The Signal Crayfish is unique to Kodiak- you can’t find it anywhere else in Alaska. That’s a good thing, considering that they present an extreme danger to salmon.

“Another behavioral trait of crayfish is that they like to burrow- they’re called ecosystem engineers because they burrow so much and they dig so much. And especially the younger crayfish, the juveniles, the ones that aren’t mature, exhibit a lot more of this burrowing behavior because they’re attempting to escape from other predators- larger crayfish. And so the potential is there for these juvenile crayfish to burrow into a salmon red nest where the salmon lays its eggs, and find this incredible bounty of salmon eggs and gorge itself on salmon eggs. So not only start having negative impacts to the habitat, but also negative impacts to the salmon,” Van Daele said.

This begs the obvious question: are the crayfish going to venture out and infest other waterways? Would they threaten other salmon populations? Unfortunately, according to Van Daele, there is simply no way to know yet. The strategy for now has been to monitor the population, and track its size and behavior. Well, there is another strategy…
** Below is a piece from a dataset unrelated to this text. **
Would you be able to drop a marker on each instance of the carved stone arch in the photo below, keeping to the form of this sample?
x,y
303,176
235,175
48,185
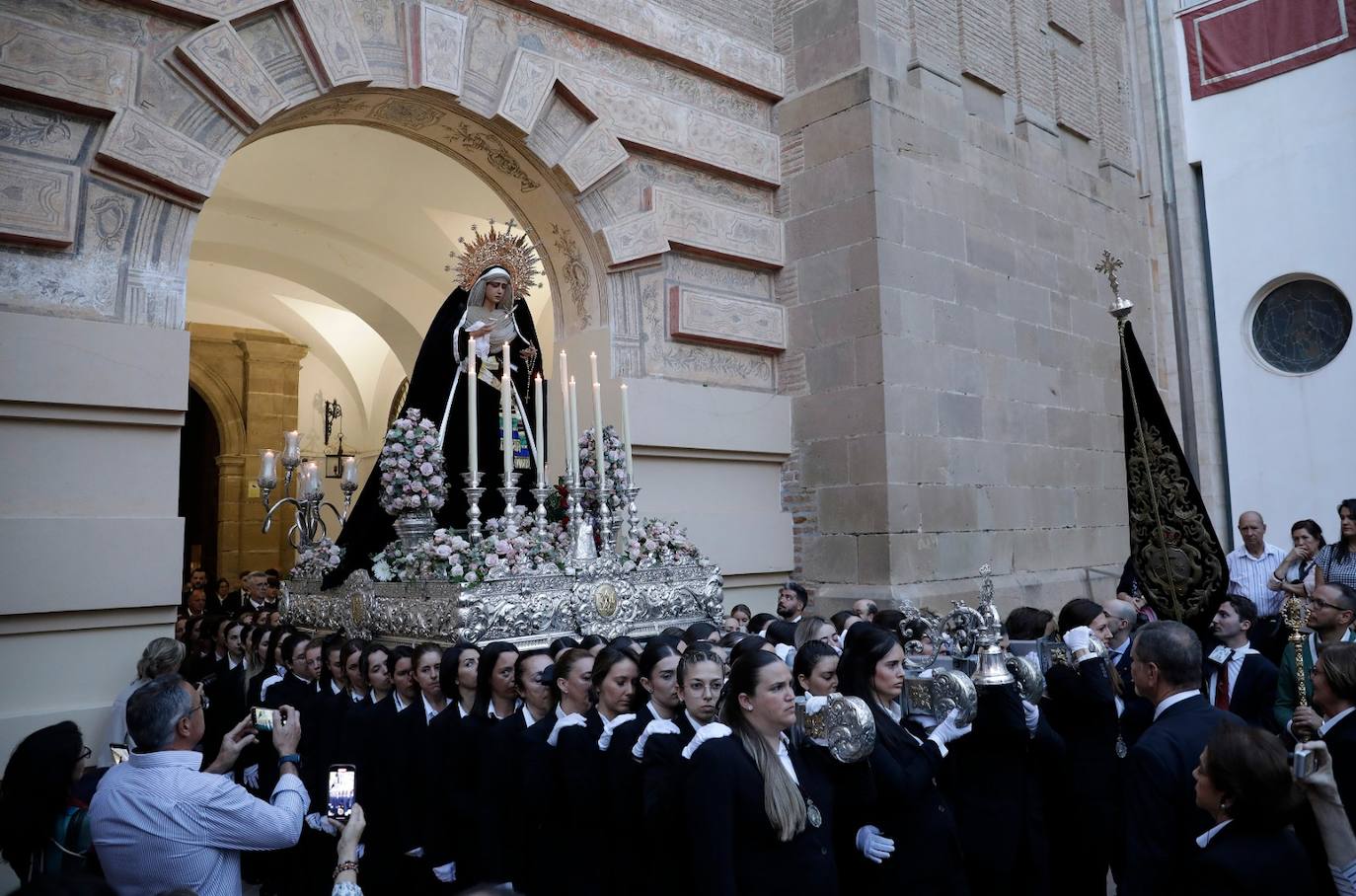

“Go crayfishing. Take your family crayfishing, and you know, it’s a lot of fun going after these mudbugs. And they are delicious,” Van Daele said.

There aren’t many species in Alaska that you are encouraged to hunt with reckless abandon. Crayfish are one of them. So long as you’re obeying applicable laws where putting down crayfish pots are concerned, you are encouraged to take as many as you can eat and then some. Just be sure not to let any get back into the water- no matter their size or age.